Global Voices

Brazilians took to the streets all over the country to protest Bolsonaro's cuts to public education

From São Paulo to the Amazon, thousands of Brazilians went out on May 15 to defend public education.

Protesters in Rio de Janeiro: Our weapon is education | Image: Marianna Cartaxo / Mídia NINJA/Used with permission

On May 15, thousands of Brazilians took to the streets in all 26 states and the Federal District against the Bolsonaro government's slashing of federal funds to education that will affect dozens of universities and schools.

At the end of April, Brazil's government announced cuts of 30 percent on a so-called discretionary budget, which goes towards expenses such as electricity, water, general maintenance, and research. When considering the total federal budget for higher education, the cuts would amount to around 3,5 percent. Besides, the government has suspended funds for 3,500 publicly-funded postgraduate scholarships.

From Paulista Avenue in São Paulo, a traditional gathering spot for protests, to far away indigenous lands in Alto Rio Negro, near the border with Colombia, people went out to defend their public education. In Viçosa, Minas Gerais, a crowd of around 5,000 people marched with umbrellas under heavy rain.

Brazil has 69 federal universities and a large number of state universities, all offering undergraduate and postgraduate education completely free of tuition, and several community-oriented services such as extension courses, legal assistance offices, and hospitals.
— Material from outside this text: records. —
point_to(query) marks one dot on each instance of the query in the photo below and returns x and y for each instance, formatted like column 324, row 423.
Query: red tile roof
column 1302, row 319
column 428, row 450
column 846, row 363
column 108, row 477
Initially, the cuts would apply to only three federal universities, but they were later extended to the entire federal network. Bolsonaro's Education Minister Abraham Weintraub says that they're not “cuts” but a “contingency of expenses.”

Weintraub has justified the cuts because public universities are “places of mayhem.” When asked by reporters to name examples of such “mayhem,” he mentioned the presence of social movements in campuses, and “parties with naked people.”
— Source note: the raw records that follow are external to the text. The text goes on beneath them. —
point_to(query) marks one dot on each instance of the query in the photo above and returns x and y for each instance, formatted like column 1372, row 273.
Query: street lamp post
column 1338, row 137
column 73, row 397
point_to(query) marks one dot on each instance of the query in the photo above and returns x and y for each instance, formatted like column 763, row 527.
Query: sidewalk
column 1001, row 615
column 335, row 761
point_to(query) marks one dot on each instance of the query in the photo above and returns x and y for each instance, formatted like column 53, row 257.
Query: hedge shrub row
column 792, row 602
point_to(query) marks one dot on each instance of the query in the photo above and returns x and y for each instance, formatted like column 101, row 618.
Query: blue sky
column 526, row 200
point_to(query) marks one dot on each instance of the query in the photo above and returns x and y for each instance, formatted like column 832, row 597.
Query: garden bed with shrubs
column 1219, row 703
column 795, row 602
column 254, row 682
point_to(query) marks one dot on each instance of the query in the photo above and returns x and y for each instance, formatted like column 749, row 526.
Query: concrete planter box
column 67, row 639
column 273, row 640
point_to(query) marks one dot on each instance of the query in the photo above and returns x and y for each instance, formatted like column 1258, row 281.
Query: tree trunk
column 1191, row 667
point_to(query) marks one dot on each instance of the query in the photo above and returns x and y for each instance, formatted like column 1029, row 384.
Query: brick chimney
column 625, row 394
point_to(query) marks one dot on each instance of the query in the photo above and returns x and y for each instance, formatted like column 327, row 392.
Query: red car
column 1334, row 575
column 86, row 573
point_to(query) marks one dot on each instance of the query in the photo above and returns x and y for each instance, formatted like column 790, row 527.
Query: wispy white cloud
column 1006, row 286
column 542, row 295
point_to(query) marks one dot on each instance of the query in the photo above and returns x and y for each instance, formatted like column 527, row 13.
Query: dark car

Weintraub was appointed as minister in early April after his short-lived predecessor's administration became involved in a series of controversies. The new minister often voices rightwing conspiracy theories, such as that crack cocaine was introduced in Brazil as part of a communist plot, and that he wants to erase “cultural Marxism” from universities.
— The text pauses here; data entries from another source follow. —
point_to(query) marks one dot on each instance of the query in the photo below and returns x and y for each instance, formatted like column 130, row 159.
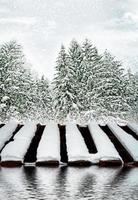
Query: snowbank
column 16, row 150
column 133, row 127
column 76, row 148
column 6, row 132
column 49, row 146
column 106, row 149
column 130, row 143
column 27, row 131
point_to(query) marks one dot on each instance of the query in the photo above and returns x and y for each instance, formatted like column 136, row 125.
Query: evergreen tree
column 44, row 101
column 132, row 94
column 90, row 65
column 62, row 86
column 11, row 62
column 76, row 76
column 110, row 87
Some university deans have said that the cuts might impede them from “opening their doors” as early as the second semester of 2019. The Federal Prosecutor's Office has sent a report to the attorney general claiming the cuts violate Brazil's Constitution.

Researchers at the Federal University of Minas Gerais (UFMG) who study WhatsApp groups in Brazil have detected conversations around universities on that messaging app in the days following the budget cut's announcement. The study has developed a tool that monitors WhatsApp groups and is widely used by fact-checking agencies in Brazil. Lead researcher Fabrício Benevuto said on a Facebook post on May 8:

São monografias/dissertações/eventos ridicularizados por seus títulos e temas. São imagens de pessoas peladas em festas (que nem são nas universidades) e protestos e memes dizendo que os alunos das federais levam mais de 12 anos pra formar, pois só usam drogas. Claramente é um esforço orquestrado. Trabalho de profissional. Segue o mesmo estilo da campanha eleitoral. Quem financia essa fábrica de desinformação?

[The images include] monographies/dissertation/events mocked by their titles and topics. There are images of naked people in parties (that aren't even in universities) and protests and memes that say university students take 12 years to graduate because they're on drugs all the time. It's clearly an orchestrated effort. A professional's job. It's the same style of the electoral campaign. Who finances this factory of disinformation?

An article by website Ciência na Rua (“science in the streets” in Portuguese) claims that public universities produce 95 percent of scientific research in Brazil. A study by the United States’ consultancy Clarivate Analytics in 2018 points out that on the top 20 universities with the most prominent research production, 15 are part of the federal network.

On the day of the protests, Minister Weintraub was summoned to testify about the budget cuts in the lower house of Congress.

Meanwhile, Bolsonaro was in Texas, in the United States, where he met former US president George W. Bush. When asked about the protests, the president said:

É natural [que haja protesto], agora a maioria ali é militante,  não tem nada na cabeça, se perguntar 7×8 pra ele, não sabe.  Se você perguntar a fórmula da água, não sabe, não sabe nada. São uns idiotas úteis, uns imbecis, que estão sendo usados como massa de manobra de uma minoria espertalhona que compõe o núcleo de muitas universidades federais no Brasil.

It’s natural [that protests happen], now, the majority of people there are militants with nothing inside their heads. If you ask the result of 7 times 8, they won’t know. If you ask about the composition of water, they won’t know, they know nothing. They are useful idiots, imbeciles, and are being manipulated by a canny minority that commands many federal universities in Brazil.